La scelta di La Ruina è quella di interpretare figure femminili senza l’eccesso teatralizzato o l’isteria del travestimento. Le sue donne sono radicalmente sottratte a ogni accentuazione caricaturale e rese compiute dal ricorso a elementi-segno quali una modesta camiciola di lanetta bianca, con un ricamo discreto sullo scollo a V come unica nota civettuola, a sembiante del modello evocato. Il corpo diventa, così, pura energia e tensione espressiva che si tramuta in una partitura quasi musicale di gesti e di intenzioni psicologiche: qualche svolazzo delle mani che poi si uniscono come in preghiera, quel vezzo – tutto femminile – di rassettarsi l’orlo della gonna, la prodigiosa capacità di mutare espressione convivendo, a proprio agio, su quella delicata linea di confine tra ironia e tormento, astrazione e verità.

Il teatro di La Ruina ha una forte carica etica e antropologica. I suoi temi, lungi dal trasformarsi in copia edulcorata di conflitti psicologicamente riconoscibili, liberano immagini, nominano le cose, identificano i fantasmi. La parola è turbata e come attraversata da una erosione sottile e dolorosa mentre il pensiero tenta di afferrare l’insondabilità della vita stessa.

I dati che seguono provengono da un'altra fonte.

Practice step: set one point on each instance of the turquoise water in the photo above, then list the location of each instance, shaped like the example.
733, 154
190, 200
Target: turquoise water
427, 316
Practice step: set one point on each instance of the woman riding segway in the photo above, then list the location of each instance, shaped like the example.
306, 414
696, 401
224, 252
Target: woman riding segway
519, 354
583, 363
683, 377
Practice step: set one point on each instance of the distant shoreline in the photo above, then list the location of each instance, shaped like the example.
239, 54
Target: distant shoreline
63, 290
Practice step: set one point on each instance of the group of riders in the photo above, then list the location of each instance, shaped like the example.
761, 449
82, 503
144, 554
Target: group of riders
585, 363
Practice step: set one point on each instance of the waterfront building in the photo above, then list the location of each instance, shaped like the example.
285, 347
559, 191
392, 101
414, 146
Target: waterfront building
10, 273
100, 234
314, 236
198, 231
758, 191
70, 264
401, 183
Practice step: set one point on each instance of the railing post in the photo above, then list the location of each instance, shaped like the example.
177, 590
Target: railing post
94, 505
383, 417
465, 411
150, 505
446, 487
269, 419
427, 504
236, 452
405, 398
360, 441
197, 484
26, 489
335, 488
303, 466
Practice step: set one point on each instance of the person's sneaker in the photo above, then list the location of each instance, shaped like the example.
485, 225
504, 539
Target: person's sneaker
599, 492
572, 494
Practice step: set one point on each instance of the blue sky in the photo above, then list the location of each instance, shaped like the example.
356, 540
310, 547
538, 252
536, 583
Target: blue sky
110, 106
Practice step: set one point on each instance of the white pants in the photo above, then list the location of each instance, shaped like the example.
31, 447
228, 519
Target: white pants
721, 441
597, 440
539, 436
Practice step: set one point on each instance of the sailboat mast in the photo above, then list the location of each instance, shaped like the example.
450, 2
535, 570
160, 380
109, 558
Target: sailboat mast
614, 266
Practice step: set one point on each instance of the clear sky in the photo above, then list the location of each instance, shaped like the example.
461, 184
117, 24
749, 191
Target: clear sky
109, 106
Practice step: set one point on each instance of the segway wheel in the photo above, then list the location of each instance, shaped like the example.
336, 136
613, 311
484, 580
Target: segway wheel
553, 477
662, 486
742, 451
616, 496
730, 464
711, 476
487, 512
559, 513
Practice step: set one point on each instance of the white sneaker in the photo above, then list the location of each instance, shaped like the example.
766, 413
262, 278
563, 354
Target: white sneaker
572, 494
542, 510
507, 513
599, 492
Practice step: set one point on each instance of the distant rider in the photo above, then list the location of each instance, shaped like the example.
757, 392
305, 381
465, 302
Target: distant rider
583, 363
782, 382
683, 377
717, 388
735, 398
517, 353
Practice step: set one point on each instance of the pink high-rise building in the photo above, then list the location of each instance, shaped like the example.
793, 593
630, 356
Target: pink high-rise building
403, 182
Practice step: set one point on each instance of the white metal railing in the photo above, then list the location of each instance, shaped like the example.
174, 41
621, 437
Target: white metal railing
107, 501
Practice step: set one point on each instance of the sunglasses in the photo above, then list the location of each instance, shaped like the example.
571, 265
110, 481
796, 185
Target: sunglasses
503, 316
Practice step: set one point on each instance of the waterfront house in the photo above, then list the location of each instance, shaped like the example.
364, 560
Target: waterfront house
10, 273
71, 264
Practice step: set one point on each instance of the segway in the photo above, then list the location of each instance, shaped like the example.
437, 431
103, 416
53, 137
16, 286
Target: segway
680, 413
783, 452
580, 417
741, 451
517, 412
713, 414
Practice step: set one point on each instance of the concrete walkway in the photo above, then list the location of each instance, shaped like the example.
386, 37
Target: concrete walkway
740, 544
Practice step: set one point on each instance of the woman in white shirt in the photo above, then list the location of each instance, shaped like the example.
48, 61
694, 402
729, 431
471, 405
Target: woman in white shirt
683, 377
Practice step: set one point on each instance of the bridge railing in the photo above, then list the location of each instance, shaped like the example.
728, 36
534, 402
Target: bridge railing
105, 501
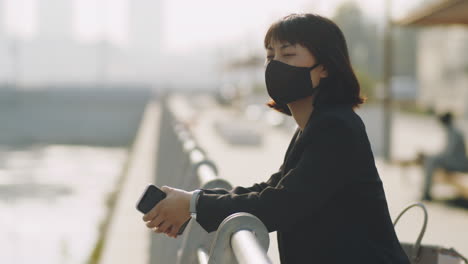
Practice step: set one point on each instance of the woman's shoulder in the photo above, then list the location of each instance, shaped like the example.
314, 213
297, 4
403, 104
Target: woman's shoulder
337, 118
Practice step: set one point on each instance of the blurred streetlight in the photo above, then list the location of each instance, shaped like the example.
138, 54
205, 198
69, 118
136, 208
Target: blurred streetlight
14, 51
387, 75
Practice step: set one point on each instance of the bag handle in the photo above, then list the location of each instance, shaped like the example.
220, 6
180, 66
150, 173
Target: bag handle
417, 246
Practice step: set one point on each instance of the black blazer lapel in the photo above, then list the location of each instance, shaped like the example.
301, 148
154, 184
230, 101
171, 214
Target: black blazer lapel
298, 146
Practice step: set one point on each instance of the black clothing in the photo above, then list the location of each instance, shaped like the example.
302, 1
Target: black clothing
326, 202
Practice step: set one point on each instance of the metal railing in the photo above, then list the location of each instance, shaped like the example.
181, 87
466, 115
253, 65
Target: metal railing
181, 163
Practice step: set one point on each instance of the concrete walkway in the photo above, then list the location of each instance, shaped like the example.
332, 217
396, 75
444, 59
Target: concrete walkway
447, 226
128, 239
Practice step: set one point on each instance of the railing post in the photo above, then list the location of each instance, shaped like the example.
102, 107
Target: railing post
241, 238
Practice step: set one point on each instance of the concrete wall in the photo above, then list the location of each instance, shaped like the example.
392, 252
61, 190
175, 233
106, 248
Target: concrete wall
104, 117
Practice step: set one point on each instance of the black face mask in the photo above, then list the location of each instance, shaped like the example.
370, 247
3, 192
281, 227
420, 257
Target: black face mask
286, 83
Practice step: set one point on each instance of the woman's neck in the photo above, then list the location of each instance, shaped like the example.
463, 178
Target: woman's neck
301, 110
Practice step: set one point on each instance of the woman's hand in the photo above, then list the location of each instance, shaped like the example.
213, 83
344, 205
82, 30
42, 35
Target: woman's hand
170, 213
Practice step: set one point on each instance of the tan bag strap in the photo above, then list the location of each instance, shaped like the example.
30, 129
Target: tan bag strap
415, 253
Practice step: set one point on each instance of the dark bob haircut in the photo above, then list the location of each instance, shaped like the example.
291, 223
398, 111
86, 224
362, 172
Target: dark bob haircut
324, 39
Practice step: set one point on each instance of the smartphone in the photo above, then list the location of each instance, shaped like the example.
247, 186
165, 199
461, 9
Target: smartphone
151, 196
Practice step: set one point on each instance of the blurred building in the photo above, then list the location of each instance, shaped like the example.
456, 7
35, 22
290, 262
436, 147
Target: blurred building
54, 56
442, 59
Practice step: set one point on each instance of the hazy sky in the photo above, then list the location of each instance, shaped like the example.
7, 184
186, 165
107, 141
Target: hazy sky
187, 23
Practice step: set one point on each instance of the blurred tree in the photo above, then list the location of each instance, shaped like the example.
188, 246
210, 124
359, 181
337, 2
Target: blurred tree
405, 48
362, 38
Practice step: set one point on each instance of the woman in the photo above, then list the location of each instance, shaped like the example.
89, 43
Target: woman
326, 202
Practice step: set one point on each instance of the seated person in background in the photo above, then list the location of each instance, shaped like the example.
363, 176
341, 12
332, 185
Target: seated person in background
452, 158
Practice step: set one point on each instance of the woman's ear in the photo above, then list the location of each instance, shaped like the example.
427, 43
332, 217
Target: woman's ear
323, 72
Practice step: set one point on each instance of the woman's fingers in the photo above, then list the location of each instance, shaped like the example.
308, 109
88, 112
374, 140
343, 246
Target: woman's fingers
173, 231
153, 212
162, 228
155, 222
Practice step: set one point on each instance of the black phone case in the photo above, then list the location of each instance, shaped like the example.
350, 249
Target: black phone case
152, 196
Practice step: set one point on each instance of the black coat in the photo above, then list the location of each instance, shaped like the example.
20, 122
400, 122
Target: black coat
326, 202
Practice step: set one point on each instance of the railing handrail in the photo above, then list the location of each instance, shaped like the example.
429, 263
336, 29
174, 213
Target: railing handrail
241, 237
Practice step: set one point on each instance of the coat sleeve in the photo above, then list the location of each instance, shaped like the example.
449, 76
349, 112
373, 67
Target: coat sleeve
319, 174
257, 187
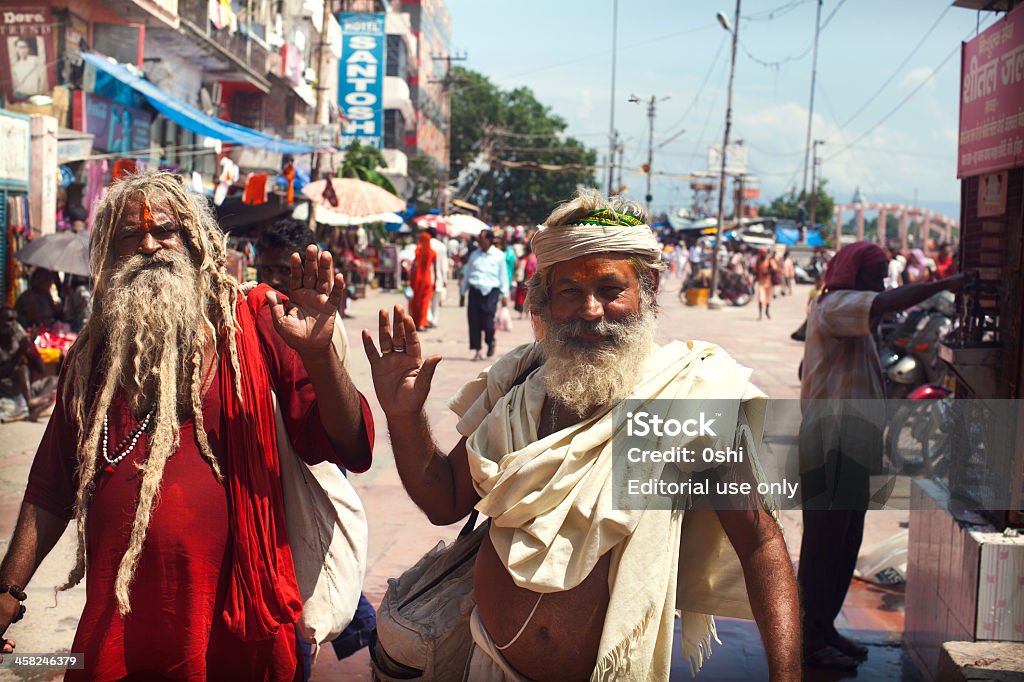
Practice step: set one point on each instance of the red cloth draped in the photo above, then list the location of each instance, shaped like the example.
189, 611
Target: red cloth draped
422, 281
262, 592
848, 261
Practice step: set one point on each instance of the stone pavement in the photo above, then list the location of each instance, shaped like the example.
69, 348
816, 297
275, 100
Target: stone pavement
399, 534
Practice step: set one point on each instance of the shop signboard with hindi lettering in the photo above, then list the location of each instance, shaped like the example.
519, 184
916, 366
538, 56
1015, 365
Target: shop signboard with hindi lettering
15, 134
28, 55
360, 78
114, 126
991, 122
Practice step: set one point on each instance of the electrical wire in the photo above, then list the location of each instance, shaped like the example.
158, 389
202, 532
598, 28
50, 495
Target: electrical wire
696, 96
896, 72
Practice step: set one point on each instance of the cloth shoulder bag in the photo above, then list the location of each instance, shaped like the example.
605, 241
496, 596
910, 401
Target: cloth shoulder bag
423, 621
327, 528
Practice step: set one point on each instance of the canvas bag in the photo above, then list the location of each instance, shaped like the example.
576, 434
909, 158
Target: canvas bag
328, 533
423, 621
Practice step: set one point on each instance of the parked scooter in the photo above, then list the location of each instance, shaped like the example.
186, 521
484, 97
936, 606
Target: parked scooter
908, 356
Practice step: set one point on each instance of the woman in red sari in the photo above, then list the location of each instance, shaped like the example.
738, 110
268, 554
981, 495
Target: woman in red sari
422, 281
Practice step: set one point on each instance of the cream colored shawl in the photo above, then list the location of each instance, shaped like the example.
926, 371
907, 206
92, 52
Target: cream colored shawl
550, 502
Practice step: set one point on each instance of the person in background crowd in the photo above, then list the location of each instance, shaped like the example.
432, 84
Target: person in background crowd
765, 269
510, 256
894, 273
920, 267
682, 262
696, 258
484, 284
441, 273
567, 587
19, 396
841, 364
36, 306
945, 264
78, 302
788, 272
272, 258
163, 448
77, 215
422, 281
525, 267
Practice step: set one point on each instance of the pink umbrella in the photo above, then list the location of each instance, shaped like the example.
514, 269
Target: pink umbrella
431, 220
355, 198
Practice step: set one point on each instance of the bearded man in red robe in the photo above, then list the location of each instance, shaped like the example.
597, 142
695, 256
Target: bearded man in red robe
163, 448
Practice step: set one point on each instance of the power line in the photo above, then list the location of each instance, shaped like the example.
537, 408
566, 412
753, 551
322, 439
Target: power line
696, 96
833, 13
898, 69
775, 12
900, 104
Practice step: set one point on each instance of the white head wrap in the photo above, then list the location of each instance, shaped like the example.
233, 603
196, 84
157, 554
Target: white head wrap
599, 231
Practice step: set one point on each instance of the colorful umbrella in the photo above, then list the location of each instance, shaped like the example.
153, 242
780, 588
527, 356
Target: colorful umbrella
354, 198
461, 223
431, 220
60, 252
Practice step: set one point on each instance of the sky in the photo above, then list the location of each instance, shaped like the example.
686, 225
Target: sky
886, 97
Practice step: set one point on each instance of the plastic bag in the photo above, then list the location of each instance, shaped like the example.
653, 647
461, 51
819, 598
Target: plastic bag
885, 563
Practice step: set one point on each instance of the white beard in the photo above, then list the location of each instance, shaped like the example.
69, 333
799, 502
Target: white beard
583, 376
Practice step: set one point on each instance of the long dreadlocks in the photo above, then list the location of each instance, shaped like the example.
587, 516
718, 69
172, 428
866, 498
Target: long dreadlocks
96, 368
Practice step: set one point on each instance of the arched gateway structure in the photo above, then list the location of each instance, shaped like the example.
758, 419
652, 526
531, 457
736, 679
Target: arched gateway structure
929, 221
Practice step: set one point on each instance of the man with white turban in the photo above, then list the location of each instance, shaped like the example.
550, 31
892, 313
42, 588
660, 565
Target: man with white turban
568, 586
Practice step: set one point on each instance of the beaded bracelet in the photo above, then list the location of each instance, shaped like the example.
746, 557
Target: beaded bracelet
16, 592
13, 590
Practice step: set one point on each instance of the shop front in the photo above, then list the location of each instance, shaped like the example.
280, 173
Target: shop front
966, 551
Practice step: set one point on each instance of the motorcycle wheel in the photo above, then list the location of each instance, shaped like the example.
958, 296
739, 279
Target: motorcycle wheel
915, 442
740, 299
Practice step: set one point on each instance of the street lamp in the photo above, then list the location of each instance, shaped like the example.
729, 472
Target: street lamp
715, 302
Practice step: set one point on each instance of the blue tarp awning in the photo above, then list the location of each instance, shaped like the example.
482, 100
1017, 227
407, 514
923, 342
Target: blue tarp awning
190, 118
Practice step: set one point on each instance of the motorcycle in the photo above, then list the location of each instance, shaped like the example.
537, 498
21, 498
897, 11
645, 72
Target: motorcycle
908, 351
732, 287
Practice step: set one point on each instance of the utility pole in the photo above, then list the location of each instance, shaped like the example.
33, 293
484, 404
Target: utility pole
446, 84
814, 180
651, 105
650, 151
810, 108
321, 92
714, 302
612, 133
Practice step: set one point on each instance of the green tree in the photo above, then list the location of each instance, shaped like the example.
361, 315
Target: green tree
787, 205
509, 152
363, 162
425, 176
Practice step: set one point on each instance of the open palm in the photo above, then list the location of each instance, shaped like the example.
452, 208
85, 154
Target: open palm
401, 377
306, 322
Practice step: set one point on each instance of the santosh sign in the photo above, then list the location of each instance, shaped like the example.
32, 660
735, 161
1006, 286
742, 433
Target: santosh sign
360, 79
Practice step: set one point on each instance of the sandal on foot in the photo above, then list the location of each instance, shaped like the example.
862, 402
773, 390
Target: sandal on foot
828, 657
849, 647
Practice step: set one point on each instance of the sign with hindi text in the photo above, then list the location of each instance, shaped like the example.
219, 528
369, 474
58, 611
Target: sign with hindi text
360, 79
991, 122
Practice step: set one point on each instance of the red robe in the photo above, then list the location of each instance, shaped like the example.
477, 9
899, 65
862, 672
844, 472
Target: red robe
176, 628
422, 281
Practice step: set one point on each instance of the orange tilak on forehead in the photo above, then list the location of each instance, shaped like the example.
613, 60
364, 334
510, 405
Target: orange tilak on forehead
145, 221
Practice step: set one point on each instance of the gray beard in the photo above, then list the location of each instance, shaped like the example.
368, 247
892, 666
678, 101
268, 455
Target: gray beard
153, 317
583, 376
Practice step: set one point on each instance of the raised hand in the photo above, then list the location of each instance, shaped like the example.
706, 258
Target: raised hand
401, 378
306, 323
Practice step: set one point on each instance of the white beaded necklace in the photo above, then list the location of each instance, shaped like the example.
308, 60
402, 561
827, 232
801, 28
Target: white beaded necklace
127, 444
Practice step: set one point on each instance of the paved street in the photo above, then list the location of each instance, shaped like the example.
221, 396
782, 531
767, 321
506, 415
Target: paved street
399, 534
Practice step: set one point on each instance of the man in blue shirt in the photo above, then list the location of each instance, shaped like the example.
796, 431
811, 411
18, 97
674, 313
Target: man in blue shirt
485, 280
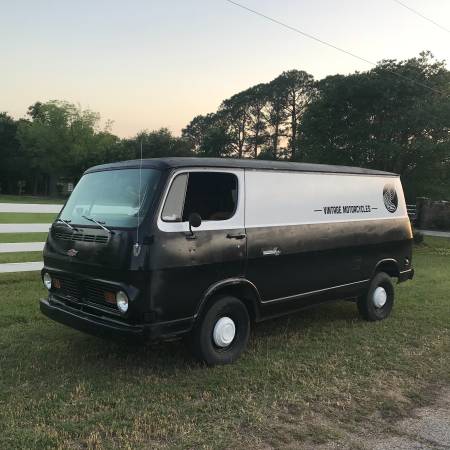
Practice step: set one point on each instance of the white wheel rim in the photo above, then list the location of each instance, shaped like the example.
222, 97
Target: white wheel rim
379, 297
224, 332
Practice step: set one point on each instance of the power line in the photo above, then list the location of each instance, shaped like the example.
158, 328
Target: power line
321, 41
421, 15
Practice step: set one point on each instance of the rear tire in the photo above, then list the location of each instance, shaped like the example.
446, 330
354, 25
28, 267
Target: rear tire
222, 332
377, 303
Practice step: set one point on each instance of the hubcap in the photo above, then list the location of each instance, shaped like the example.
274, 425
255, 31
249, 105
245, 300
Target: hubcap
224, 332
379, 297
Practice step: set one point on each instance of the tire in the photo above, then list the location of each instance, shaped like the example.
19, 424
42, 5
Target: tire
210, 339
370, 305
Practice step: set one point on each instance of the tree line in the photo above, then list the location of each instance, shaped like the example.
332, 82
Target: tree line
394, 117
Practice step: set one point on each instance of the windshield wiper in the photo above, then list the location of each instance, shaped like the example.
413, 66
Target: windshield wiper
100, 224
66, 223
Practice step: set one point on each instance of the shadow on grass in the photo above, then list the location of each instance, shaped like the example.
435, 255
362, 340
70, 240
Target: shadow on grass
170, 357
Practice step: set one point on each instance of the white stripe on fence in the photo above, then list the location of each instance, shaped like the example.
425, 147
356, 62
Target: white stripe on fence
21, 267
29, 208
22, 247
24, 227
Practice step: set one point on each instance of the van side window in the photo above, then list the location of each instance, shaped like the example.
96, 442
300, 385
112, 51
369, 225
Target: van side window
213, 195
173, 208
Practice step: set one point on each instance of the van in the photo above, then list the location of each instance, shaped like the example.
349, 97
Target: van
163, 248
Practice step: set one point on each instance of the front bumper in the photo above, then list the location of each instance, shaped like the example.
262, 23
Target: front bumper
110, 328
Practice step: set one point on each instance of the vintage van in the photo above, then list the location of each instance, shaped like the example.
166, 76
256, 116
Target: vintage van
162, 248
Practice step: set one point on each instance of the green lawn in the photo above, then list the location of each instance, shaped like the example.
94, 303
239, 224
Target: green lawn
304, 379
27, 217
20, 257
22, 237
31, 199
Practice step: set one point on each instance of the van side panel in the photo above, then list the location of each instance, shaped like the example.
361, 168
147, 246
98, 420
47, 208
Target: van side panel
312, 235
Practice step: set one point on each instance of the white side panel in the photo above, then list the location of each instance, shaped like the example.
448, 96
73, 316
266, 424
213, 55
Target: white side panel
291, 198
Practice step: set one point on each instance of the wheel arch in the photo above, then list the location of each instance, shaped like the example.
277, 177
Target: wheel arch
389, 266
240, 288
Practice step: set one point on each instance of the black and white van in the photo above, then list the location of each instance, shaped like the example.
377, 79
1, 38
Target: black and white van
161, 248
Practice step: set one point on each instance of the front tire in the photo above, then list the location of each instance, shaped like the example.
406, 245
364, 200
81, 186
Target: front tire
377, 303
222, 332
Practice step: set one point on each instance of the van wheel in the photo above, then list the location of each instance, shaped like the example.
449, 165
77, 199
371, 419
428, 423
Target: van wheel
222, 332
377, 303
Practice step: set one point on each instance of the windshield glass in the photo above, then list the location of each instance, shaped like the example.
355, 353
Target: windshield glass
111, 197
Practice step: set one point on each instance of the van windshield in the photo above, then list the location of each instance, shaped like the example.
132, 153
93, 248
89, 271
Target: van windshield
111, 197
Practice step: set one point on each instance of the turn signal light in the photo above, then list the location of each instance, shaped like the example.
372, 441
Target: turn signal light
110, 297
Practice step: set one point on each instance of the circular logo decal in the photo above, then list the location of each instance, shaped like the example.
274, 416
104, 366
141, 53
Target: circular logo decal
390, 197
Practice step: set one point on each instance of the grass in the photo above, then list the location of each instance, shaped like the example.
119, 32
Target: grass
31, 199
304, 379
22, 237
20, 257
27, 217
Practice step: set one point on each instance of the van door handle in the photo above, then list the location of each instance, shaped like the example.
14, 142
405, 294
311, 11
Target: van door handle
272, 252
236, 236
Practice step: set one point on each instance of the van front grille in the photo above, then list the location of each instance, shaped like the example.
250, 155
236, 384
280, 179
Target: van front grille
68, 288
77, 236
95, 292
80, 291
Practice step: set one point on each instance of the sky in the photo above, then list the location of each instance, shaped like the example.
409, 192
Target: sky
152, 64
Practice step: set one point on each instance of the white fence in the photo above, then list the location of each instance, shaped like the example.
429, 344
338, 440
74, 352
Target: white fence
15, 247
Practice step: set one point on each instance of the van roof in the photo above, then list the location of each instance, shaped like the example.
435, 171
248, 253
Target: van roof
252, 164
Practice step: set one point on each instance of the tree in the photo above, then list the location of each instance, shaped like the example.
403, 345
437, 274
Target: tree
257, 129
155, 144
299, 89
59, 140
235, 112
386, 119
276, 114
11, 166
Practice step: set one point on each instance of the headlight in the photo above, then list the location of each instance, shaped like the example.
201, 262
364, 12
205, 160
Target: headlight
47, 280
122, 301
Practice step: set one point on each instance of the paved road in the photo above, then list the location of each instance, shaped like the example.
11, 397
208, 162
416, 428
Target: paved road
29, 207
435, 233
21, 267
22, 247
24, 227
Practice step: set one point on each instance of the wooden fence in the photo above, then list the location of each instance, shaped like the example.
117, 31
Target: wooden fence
17, 247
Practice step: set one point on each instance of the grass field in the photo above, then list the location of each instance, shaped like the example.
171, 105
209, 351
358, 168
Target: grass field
27, 217
20, 257
22, 237
31, 199
305, 379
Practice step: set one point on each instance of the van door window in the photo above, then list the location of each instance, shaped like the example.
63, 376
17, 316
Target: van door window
213, 195
173, 208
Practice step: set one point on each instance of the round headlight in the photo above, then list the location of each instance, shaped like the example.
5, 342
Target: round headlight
47, 280
122, 301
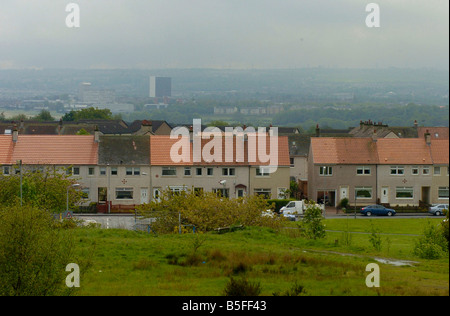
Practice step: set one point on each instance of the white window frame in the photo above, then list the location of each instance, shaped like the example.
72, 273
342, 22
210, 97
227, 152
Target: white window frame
262, 171
172, 169
436, 168
395, 171
368, 189
363, 171
326, 171
124, 189
226, 172
404, 189
440, 189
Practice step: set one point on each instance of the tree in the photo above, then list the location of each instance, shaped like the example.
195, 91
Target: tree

La scena, avvolta da volumi di buio e attraversata dalle scie sonore eseguite dal vivo da Gianfranco De Franco, che siede di spalle al pubblico, non è un luogo rassicurante e protettivo, veicolo di messaggi che contribuiscono a rinsaldare la fiducia in un mondo stabile e definito, dove le certezze della ragione ignorano ogni mutamento. Qui, “rappresentare” significa “tradire” nel senso etimologico del termine ovvero tradĕre, consegnare. Consegnare storie che meritano memoria.